Penangkapan seorang buronan dalam kasus korupsi baru-baru ini menarik perhatian publik. Farah Hasmina Harahap, Direktur dari sebuah perusahaan bernama CV Hasian Abadi Group, ditetapkan sebagai tersangka dalam kasus pencairan kredit senilai Rp2,2 miliar di sebuah bank di Sumatra Utara.
Kejaksaan Tinggi Sumatra Utara melalui Tim Tangkap Buron (Tabur) berhasil menangkap Farah pada 28 Juli 2026 di Jakarta Selatan. Penangkapan ini membuktikan bahwa upaya penegakan hukum tetap berlanjut tanpa henti, meskipun tersangka sempat melarikan diri.
Menurut Rizaldi, Kasi Penkum Kejati Sumut, kasus ini bermula dari pengajuan kredit yang dilakukan Farah pada tahun 2012. Namun, setelah dilakukan penyelidikan, terungkap adanya penyimpangan yang merugikan negara.
Proses Penangkapan dan Pencarian Tersangka
Farah ditetapkan sebagai tersangka pada 5 Januari 2026, tetapi melarikan diri sebelum proses penyidikan selesai. Hal ini membuat penyidik harus masukakan namanya dalam daftar pencarian orang (DPO), sehingga pihak berwenang dapat segera mengejar dan menangkapnya.
Pada penangkapan tersebut, tim dari Kejati Sumut bekerja sama dengan anggota intelijen dari daerah lain. Kerja sama ini menunjukkan pentingnya kolaborasi antar lembaga dalam penegakan hukum, terutama dalam kasus-kasus besar yang melibatkan korupsi.
Saat ditangkap, Farah berada di Apartemen Cinere, Jakarta Selatan. Penangkapan ini berlangsung aman dan dengan prosedur yang sesuai, sehingga tersangka dapat segera dibawa ke Kejati Sumut untuk proses lebih lanjut.
Keterlibatan Tersangka Lain dan Rincian Kasus
Dalam perkara ini, ada juga tersangka lain yang terlibat. Seorang analis kredit dari bank yang bersangkutan, yang berinisial LPL, telah ditetapkan sebagai tersangka dan divonis bersalah dalam kasus ini oleh pengadilan tindak pidana korupsi.
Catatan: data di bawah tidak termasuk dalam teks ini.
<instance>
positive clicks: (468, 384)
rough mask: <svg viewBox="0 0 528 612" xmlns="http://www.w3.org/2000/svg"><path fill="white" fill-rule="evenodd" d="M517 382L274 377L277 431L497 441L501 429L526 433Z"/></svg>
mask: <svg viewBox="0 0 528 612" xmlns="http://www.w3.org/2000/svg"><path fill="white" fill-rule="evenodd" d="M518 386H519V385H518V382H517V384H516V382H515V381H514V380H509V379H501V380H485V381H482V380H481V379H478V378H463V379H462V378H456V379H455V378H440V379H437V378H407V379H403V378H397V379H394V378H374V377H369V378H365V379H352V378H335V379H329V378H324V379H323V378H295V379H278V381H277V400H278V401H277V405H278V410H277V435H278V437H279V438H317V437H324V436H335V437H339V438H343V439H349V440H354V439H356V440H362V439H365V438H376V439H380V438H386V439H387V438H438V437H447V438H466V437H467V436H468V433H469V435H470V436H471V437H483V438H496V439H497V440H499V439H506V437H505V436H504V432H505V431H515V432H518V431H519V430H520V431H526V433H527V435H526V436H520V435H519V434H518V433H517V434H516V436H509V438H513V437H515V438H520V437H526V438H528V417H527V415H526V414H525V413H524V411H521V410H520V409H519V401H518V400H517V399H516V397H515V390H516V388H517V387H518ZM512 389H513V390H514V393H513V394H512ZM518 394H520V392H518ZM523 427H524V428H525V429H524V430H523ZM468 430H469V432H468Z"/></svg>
Rizaldi menjelaskan lebih lanjut bahwa kerugian negara yang ditimbulkan akibat tindakan para tersangka ini sangat signifikan. Dalam total, kerugian negara akibat dugaan korupsi tersebut mencapai lebih dari Rp2,2 miliar, sesuai dengan hasil perhitungan yang dilakukan oleh para ahli.
Farah dijerat dengan berbagai pasal dalam undang-undang yang berlaku, mencakup beberapa pasal yang berkaitan langsung dengan tindak pidana korupsi. Ini menunjukkan keseriusan pihak kejaksaan dalam menangani kasus ini agar keadilan dapat ditegakkan.
Pentingnya Penegakan Hukum dalam Kasus Korupsi
Kasus ini menggambarkan betapa pentingnya penegakan hukum dalam memerangi praktik korupsi. Korupsi tidak hanya merugikan keuangan negara, tetapi juga berdampak negatif pada kepercayaan masyarakat terhadap institusi publik.
Dengan penangkapan Farah, diharapkan dapat memberikan efek jera kepada para pelaku lain yang mungkin berpikir untuk melakukan tindakan serupa. Penegakan hukum yang tegas diharapkan dapat mengembalikan kepercayaan publik terhadap sistem pemerintahan dan lembaga-lembaga keuangan.
Pihak kejaksaan juga mengutarakan komitmennya untuk menyelesaikan setiap kasus korupsi secara tuntas. Ini menjadi salah satu cara untuk memastikan bahwa tidak ada ruang bagi pelaku korupsi untuk lolos dari jeratan hukum.